Deaths of two children raise doubts about U.S. border agency

The US Customs and Border Protection (CBP) has ordered all children detained at the border with Mexico to undergo a medical examination, following the death of an 8-year-old boy and a girl 7 years old.

In particular, CBP will perform additional medical examinations on all children in its custody. Children under 10 years old will be especially watched.

“We are reviewing our procedures with special attention to the custody and detention of children under the age of 10,” said CBP Commissioner Kevin McAleenan.

The number of children detained, who will therefore be subjected to a medical examination, remains unknown for the time being, the Customs and Border Protection Service said.

With the increase in border crossings, the cases of thousands of children – alone or with their parents – are treated each month, says CBP.

CBP called on other government agencies to help provide needed care. It plans to seek the assistance of the Coast Guard, the Departments of Health and Social Services and Defense, and the Federal Emergency Agency.
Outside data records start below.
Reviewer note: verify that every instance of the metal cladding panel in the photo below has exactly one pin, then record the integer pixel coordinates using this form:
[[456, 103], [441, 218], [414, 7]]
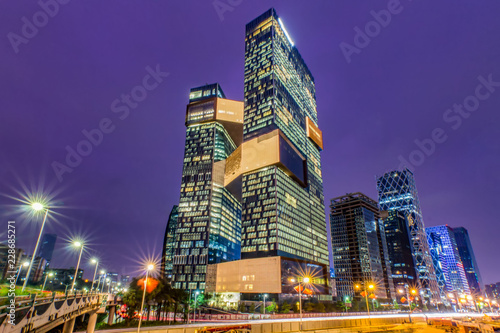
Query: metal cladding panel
[[261, 275], [314, 133]]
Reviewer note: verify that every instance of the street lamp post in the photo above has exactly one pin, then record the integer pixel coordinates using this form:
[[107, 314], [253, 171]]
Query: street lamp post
[[44, 282], [24, 264], [149, 268], [37, 207], [95, 271], [80, 245], [371, 286]]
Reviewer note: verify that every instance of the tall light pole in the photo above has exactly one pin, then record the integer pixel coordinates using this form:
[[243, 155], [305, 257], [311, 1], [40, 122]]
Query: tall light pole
[[94, 261], [37, 207], [24, 264], [149, 268], [80, 245], [195, 299], [101, 274], [44, 282], [371, 286], [301, 285]]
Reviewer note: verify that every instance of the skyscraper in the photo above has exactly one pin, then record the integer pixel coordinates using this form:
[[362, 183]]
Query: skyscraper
[[399, 249], [279, 163], [397, 192], [443, 239], [167, 257], [47, 247], [468, 260], [359, 245], [209, 221]]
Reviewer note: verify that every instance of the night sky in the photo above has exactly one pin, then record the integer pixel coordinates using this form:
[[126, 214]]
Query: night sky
[[374, 100]]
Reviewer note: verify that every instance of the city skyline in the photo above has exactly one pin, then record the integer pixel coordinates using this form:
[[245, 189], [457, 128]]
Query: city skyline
[[118, 173]]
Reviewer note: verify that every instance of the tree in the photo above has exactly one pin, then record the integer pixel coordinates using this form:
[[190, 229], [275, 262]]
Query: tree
[[285, 307]]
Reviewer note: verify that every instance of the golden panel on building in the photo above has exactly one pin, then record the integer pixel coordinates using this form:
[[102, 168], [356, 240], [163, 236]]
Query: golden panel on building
[[261, 275], [314, 133], [229, 110]]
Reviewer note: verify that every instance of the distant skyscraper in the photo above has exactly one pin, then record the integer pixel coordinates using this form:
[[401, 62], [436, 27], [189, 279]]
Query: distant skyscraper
[[449, 258], [282, 186], [399, 249], [167, 257], [397, 191], [359, 245], [209, 222], [47, 247], [468, 260]]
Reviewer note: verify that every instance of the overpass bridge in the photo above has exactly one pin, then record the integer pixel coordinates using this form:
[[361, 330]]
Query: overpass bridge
[[40, 314]]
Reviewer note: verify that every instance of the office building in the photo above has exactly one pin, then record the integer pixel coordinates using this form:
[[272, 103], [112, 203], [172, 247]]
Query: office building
[[167, 257], [399, 249], [442, 240], [279, 164], [397, 192], [359, 246], [468, 260], [209, 214], [47, 247]]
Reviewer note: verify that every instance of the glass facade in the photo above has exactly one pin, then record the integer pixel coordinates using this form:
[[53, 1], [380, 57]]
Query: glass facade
[[209, 221], [442, 242], [359, 245], [399, 249], [282, 204], [169, 243], [397, 192], [468, 260]]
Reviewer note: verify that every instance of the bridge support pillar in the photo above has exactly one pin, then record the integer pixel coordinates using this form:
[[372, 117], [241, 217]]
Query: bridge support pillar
[[69, 325], [111, 315], [92, 322]]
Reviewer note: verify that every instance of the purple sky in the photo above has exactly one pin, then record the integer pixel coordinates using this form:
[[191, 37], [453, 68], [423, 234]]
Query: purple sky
[[395, 90]]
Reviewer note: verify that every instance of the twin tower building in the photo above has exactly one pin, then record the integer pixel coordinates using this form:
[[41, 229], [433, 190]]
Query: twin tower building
[[251, 183], [251, 216]]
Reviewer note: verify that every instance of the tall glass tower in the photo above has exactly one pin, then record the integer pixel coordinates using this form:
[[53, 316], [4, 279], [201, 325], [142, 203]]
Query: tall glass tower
[[397, 192], [469, 260], [449, 259], [279, 164], [209, 221], [359, 245]]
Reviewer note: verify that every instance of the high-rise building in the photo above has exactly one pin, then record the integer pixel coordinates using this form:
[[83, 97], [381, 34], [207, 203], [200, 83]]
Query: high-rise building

The agency will also work with immigration services to improve the conditions for migrating migrants to family shelters. The housing issue will also be reviewed.

Human rights and immigration groups have sharply criticized CBP after the deaths of two children, Felipe Gomez Alonzo and Jakelin Caal , this month in New Mexico.
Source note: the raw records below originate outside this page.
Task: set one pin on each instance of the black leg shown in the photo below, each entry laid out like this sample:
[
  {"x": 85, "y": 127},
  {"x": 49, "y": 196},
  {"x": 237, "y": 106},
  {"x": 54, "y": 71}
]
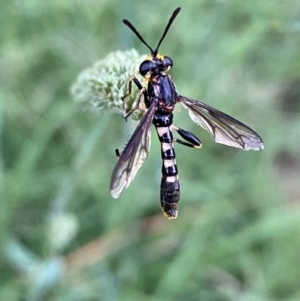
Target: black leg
[{"x": 143, "y": 91}]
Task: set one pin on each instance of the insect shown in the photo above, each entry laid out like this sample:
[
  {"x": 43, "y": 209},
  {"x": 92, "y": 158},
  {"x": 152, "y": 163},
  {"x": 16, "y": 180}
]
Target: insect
[{"x": 160, "y": 98}]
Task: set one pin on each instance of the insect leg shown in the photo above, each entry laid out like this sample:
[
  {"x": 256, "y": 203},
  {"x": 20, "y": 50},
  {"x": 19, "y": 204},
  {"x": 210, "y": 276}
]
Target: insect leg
[
  {"x": 117, "y": 153},
  {"x": 136, "y": 81},
  {"x": 192, "y": 140},
  {"x": 143, "y": 91}
]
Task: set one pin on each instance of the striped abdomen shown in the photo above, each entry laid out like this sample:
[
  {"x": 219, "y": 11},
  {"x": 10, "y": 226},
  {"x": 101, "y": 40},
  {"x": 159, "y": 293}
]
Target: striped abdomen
[{"x": 169, "y": 188}]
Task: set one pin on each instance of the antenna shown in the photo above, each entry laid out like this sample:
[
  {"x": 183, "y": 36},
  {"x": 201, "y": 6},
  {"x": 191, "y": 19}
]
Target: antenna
[
  {"x": 175, "y": 13},
  {"x": 154, "y": 53},
  {"x": 126, "y": 22}
]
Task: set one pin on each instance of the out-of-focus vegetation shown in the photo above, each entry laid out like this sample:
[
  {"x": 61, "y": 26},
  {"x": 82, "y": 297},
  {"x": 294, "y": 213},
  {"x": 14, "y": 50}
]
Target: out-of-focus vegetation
[{"x": 64, "y": 238}]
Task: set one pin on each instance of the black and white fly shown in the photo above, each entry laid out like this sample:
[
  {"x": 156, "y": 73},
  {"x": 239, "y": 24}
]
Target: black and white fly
[{"x": 160, "y": 98}]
According to Amnesty International Director Margaret Huang, the Trump administration’s immigration policies are “cruel” to migrants and asylum seekers at the border. “They must stop immediately before other children are injured,” she says.

An unusual situation

The 8-year-old boy and his father were detained by US authorities at the border for nearly a week after their arrest on 18 December. Migrants traveling from Mexico to the United States are usually detained for only a few days by CBP agents before being released or transferred to the Immigration Police (ICE).
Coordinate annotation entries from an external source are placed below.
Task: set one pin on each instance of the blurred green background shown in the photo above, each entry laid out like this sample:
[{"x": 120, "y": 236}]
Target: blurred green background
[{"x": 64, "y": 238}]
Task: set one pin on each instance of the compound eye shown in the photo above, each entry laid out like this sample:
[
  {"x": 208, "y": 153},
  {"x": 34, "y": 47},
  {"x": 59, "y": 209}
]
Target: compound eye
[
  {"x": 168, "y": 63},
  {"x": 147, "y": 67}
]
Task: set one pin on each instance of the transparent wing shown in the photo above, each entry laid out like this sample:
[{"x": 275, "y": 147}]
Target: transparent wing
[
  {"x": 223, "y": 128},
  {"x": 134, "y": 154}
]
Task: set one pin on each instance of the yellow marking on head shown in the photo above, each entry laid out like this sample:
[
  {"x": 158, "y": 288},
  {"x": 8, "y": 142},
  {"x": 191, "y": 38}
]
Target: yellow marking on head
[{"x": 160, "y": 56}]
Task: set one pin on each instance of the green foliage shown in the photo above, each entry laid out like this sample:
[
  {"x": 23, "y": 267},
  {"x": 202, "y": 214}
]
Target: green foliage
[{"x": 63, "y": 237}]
CBP did not detail the circumstances surrounding this prolonged detention, only stating that the officers of the Service had repeatedly checked the condition of the boy.

He was transferred Monday with his father to the Gerald Champion Regional Medical Center in Alamogordo, New Mexico, after showing “signs of possible illness.” He was released soon after with prescribed medications, but eventually died after being readmitted to the hospital in the evening.

The causes of death have not been established, CBP said, promising “an independent and thorough review of the circumstances” in which it occurred.

Felipe Gomez Alonzo and his 47-year-old father had come all the way from Nenton, 450 km from Guatemala City, said Oscar Padilla, the consul of Guatemala based in Phoenix, who said he had spoken with the father of the child by phone.

Originally from a small Mayan village in the west of the country, they had the idea of ​​going to Johnson City, in the US state of Tennessee.

The death of the child, sixteen days after that of a seven-year-old girl, also an illegal migrant from Guatemala, has aroused strong emotion in the United States, Democrats lashing out at “contempt for human life” the Trump administration and calling for “an end to this anti-migrant policy”.

Democrat Xochitl Torres Small, who will be sitting on January 3 in the House of Representatives on behalf of the 2nd District of New Mexico, called for a transparent investigation. More medical resources need to be deployed at the border, she said.

“This is unforgivable. Instead of ensuring the safety of children […] at the border, the administration prefers to paralyze the state in the name of a wall, “she said.

She was referring to the budgetary impasse in which the country has been plunged since Friday because of the contentious border wall project demanded by President Trump.

Despite the paralysis of the state, officers of the Customs and Border Protection remain in office.

With information from Associated Press , Reuters and Agence France-Presse

About the author

Clint Hill

Clint Hill

Clint Hill was born and raised near the pine barrens in New Jersey. As a journalist, Clint has contributed to many online publications including The Street and Engaget. In regards to academics, Clint earned a degree in business from Rutgers University. Clint covers economy stories here at slap Coffee.